In 2018, Young was made an Honorary Literary Fellow in the New Zealand Society of Authors' Waitangi Day Honours.

She has been invited to appear in a number of literary festivals. In 2016, she took part in the Ruapehu Festival, including a session with James Brown and Bill Nelson on Poets Who Cycle. In 2017, she appeared at the Auckland Writers Festival and the Dunedin Writers & Readers Festival. In 2018, she appeared at the New Zealand Festival Writers & Readers Week, the Sydney Writers Festival, the Bathurst Writers’ & Readers’ Festival, Adelaide Writers' Week and the Cheltenham Literature Festival.

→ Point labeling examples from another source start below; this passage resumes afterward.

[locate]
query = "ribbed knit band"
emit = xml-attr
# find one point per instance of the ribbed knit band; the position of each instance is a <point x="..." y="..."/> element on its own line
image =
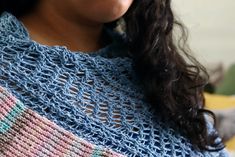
<point x="23" y="132"/>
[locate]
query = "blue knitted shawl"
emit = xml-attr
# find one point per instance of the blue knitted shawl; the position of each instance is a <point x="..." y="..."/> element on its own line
<point x="94" y="96"/>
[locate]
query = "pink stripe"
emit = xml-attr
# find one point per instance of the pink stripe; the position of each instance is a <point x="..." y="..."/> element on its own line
<point x="26" y="139"/>
<point x="6" y="104"/>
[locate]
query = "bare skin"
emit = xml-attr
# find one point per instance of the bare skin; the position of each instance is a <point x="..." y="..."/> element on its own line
<point x="76" y="24"/>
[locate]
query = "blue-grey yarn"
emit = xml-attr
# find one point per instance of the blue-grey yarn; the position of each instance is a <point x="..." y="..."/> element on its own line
<point x="94" y="96"/>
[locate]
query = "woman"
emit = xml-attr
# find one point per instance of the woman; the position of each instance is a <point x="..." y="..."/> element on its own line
<point x="132" y="92"/>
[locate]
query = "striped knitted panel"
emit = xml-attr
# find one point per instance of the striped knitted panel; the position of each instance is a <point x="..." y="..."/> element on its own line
<point x="23" y="132"/>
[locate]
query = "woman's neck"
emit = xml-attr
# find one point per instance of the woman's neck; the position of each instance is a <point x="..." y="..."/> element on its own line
<point x="49" y="27"/>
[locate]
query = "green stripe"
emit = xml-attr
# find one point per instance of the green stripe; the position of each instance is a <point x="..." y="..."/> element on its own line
<point x="97" y="152"/>
<point x="9" y="120"/>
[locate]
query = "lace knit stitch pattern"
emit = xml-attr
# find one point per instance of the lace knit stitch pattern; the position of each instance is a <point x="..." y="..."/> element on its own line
<point x="25" y="133"/>
<point x="94" y="96"/>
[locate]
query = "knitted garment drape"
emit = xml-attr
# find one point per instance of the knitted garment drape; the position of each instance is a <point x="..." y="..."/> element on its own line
<point x="25" y="133"/>
<point x="93" y="96"/>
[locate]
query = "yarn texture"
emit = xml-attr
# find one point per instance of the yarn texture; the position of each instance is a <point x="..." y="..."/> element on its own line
<point x="93" y="96"/>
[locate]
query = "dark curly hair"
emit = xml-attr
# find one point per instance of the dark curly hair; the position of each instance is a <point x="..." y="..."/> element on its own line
<point x="171" y="78"/>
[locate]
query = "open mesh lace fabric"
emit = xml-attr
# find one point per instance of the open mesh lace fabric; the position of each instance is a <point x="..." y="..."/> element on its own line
<point x="91" y="96"/>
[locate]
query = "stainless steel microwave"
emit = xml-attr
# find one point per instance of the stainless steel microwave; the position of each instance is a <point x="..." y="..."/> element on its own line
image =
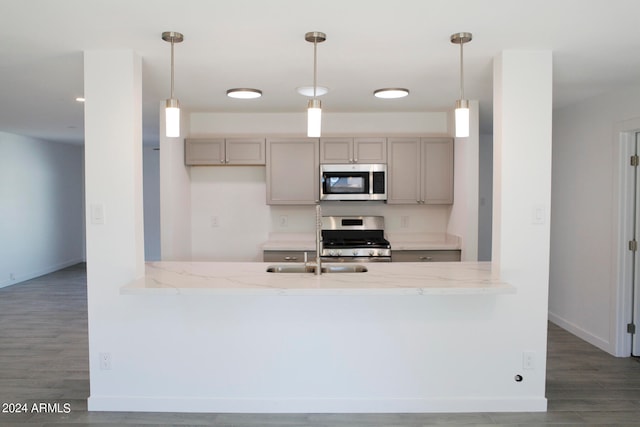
<point x="353" y="182"/>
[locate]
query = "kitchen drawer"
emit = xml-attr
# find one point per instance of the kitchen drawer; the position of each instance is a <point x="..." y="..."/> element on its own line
<point x="287" y="256"/>
<point x="425" y="256"/>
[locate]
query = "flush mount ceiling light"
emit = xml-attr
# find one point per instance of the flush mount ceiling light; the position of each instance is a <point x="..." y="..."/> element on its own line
<point x="314" y="108"/>
<point x="172" y="105"/>
<point x="308" y="90"/>
<point x="244" y="93"/>
<point x="391" y="93"/>
<point x="462" y="105"/>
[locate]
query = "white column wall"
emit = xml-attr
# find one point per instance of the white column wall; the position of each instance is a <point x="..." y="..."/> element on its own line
<point x="175" y="193"/>
<point x="522" y="189"/>
<point x="464" y="213"/>
<point x="113" y="185"/>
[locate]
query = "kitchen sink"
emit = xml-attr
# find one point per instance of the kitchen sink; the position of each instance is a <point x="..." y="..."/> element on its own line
<point x="298" y="268"/>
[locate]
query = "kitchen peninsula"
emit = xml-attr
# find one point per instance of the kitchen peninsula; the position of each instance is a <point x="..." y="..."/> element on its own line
<point x="385" y="340"/>
<point x="240" y="278"/>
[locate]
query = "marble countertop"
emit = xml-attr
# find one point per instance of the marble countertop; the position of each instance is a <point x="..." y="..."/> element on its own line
<point x="399" y="241"/>
<point x="251" y="278"/>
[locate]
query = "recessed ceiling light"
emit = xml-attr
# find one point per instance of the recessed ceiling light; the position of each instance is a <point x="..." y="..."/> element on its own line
<point x="391" y="93"/>
<point x="244" y="93"/>
<point x="308" y="90"/>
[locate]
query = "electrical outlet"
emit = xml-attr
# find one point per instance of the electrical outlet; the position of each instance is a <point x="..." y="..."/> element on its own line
<point x="528" y="360"/>
<point x="105" y="361"/>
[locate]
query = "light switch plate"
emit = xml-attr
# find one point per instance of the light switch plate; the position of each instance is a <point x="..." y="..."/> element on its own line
<point x="97" y="214"/>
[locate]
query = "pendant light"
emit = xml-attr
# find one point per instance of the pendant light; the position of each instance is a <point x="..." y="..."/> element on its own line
<point x="172" y="105"/>
<point x="462" y="105"/>
<point x="314" y="108"/>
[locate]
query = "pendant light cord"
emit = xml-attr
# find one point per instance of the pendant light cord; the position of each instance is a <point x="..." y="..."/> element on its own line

She is an editor at Victoria University Press. She previously co-taught a Science Writing Workshop at Victoria University with Rebecca Priestley. In 2019 she took on the role of poetry editor at The Spinoff Review of Books.

== Bibliography ==

=== Poetry and essay collections ===
- Ashleigh Young (2012). "Magnificent Moon" (Poetry)
- Ashleigh Young (2016). "Can You Tolerate This?" (Essays)
- Ashleigh Young (2019). "How I Get Ready" (Poetry)

=== Poems and essays ===

- "You Are Now Entering" (Pantograph Punch, 2012) (Po)
- "A final binding ruling on the correct spelling of the word eh" (The Spinoff, 2 Dec 2016) (Essay)

== Awards ==

- Landfall Essay Competition, 2009
- Macmillan Brown Prize for Writers, 2009
- Adam Foundation Prize in Creative Writing, 2009
- Sarah Broom Poetry Prize, 2015 (finalist)
- Royal Society Te Apārangi Award for General Non-Fiction, 2017: Can You Tolerate This?
- Windham-Campbell Prize, 2017: Can You Tolerate This?